If your input XML specification files have dependencies among them, all input files must be generated at once; i.e. you cannot do something like fast_type_gen input1.xml
and then fast_type_gen input2.xml
if input2.xml is dependent on input1.xml. An input FAST specification file A is only dependent on another file B if and only if B contains a static templateRef where the name of templateRef is only defined in A. In addition, fast_type_gen
cannot handle circular dependency between its input files.
To encode/decode FAST messages correctly, each FAST template must have a unique template identifier. The specification does not define how to map template names to template identifiers. In our implementation, we choose to use the number specified by the id
attribute in the template definition, as the template identifier for encoder/decoder purposes. Furthermore, even though FAST specification does not have any restriction on what the id attributes for fields can be, fast_type_gen
can generate valid C++ code only when the value for id attributes are unsigned 32 bits integers.

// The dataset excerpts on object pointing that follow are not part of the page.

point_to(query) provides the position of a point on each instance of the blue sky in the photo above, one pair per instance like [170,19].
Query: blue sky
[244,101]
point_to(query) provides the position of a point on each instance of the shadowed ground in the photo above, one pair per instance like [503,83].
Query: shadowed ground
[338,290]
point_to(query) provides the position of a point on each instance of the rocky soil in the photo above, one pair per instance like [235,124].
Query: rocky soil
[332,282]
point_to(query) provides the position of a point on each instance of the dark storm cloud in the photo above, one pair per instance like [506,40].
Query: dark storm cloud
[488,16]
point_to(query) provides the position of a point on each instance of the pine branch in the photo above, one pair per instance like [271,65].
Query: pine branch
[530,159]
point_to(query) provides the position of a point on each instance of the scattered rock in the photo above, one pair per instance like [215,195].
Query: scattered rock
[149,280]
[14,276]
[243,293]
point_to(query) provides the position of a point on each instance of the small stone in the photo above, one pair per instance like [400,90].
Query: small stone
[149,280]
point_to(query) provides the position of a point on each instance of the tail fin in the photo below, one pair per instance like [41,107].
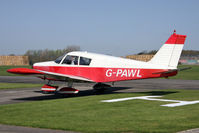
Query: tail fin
[169,54]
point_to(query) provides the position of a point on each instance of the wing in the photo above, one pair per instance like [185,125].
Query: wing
[45,74]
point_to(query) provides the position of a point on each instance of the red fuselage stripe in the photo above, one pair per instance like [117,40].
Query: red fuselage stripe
[97,74]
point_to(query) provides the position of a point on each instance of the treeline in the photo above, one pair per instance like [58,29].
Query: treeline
[184,52]
[48,55]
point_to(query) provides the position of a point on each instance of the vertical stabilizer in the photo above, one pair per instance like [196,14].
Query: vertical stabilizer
[169,54]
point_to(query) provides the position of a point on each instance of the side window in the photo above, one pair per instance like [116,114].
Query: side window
[85,61]
[58,60]
[70,60]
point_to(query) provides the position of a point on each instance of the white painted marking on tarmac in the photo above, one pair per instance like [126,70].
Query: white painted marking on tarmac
[153,98]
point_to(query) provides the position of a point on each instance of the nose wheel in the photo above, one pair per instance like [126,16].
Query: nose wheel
[100,87]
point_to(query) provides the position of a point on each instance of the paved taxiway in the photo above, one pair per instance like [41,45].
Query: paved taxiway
[10,96]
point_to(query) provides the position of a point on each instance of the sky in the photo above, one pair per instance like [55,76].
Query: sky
[114,27]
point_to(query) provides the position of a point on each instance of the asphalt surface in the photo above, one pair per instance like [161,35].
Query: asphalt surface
[11,96]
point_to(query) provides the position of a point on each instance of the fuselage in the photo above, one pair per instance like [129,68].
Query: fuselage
[102,68]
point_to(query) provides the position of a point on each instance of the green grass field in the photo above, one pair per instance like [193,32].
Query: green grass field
[3,70]
[191,74]
[17,85]
[88,114]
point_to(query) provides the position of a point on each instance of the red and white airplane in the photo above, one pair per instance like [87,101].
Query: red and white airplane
[104,68]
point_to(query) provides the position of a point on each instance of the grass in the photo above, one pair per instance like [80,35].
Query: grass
[88,114]
[191,74]
[3,70]
[17,85]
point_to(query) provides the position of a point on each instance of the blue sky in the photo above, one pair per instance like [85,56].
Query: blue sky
[115,27]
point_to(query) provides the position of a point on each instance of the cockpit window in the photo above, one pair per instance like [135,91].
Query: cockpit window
[71,60]
[58,60]
[85,61]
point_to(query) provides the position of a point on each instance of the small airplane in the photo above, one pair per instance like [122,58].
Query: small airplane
[99,68]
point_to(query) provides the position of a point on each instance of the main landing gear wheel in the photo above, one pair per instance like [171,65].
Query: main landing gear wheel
[100,88]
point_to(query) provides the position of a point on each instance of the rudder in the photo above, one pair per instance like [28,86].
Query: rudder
[169,54]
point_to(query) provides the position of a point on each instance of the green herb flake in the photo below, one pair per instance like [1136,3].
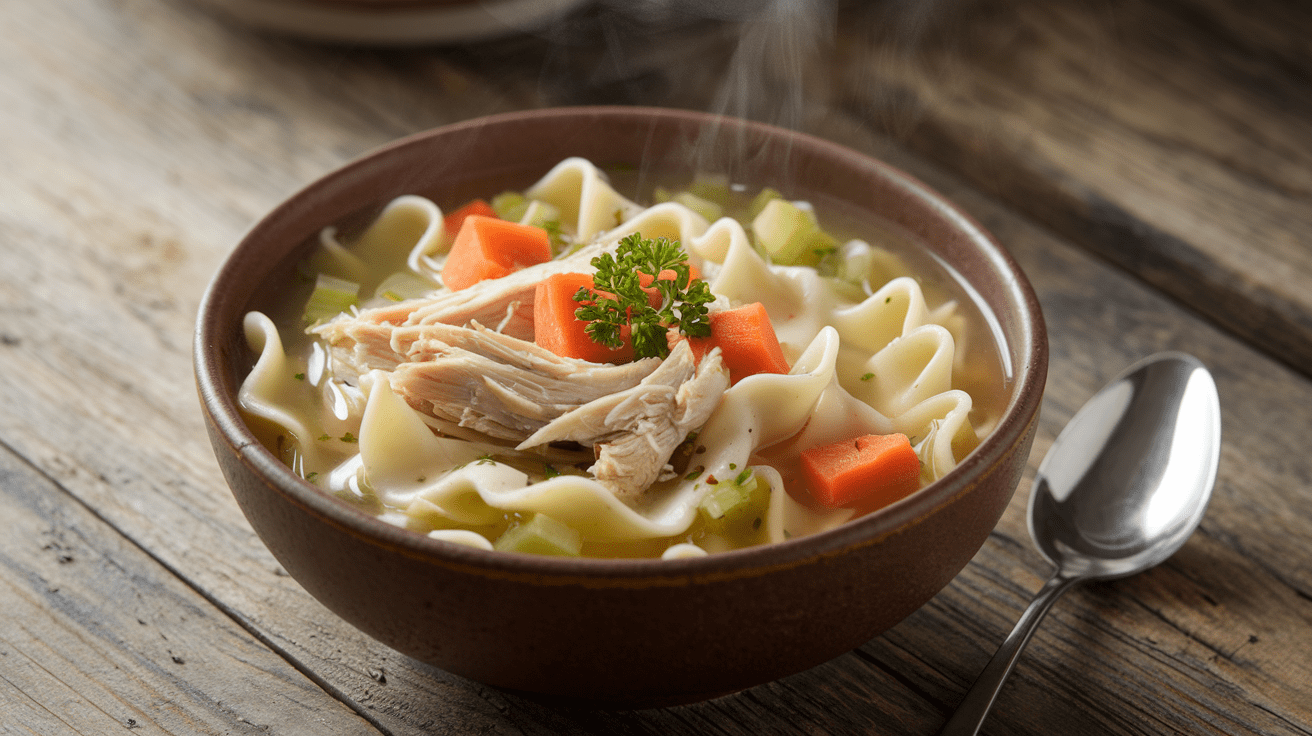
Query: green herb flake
[619,276]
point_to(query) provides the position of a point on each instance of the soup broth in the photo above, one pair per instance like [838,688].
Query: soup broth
[311,398]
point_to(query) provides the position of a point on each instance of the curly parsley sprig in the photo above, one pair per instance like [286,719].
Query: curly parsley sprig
[618,298]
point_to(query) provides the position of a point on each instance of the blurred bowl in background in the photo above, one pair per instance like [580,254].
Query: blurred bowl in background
[395,22]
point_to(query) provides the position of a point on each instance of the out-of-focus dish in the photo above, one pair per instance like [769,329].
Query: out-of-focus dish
[395,22]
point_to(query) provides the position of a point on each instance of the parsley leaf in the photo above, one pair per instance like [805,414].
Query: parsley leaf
[619,298]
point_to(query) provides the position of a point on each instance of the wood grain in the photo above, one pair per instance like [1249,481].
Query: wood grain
[142,143]
[97,636]
[1173,139]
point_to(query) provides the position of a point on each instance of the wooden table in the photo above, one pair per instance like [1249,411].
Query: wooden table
[1148,163]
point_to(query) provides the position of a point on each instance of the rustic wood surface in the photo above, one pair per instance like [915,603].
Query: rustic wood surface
[1146,163]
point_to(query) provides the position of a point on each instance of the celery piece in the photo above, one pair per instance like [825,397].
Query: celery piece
[713,188]
[538,214]
[732,500]
[761,200]
[541,535]
[846,290]
[705,207]
[404,285]
[331,297]
[509,206]
[790,235]
[857,263]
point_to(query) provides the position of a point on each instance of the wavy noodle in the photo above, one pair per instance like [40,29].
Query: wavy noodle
[879,365]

There are some limitations in the current implementation of mFAST. For one, fast_type_gen
is not robust enough to report syntactic or semantic errors from its input files. It's possible that the code generation process can succeed and yet the generated code won't compile or even executed correctly if errors exist in its input files. For example, if the names of templates or fields are not valid C++ identifiers, the generated code would not compile. This is an issue to be addressed in the future release of this product.
Another approach to use a template specification is to explicitly read the XML file in the application; however, this approach loses type safety and the XML parser would increase the application memory footprint.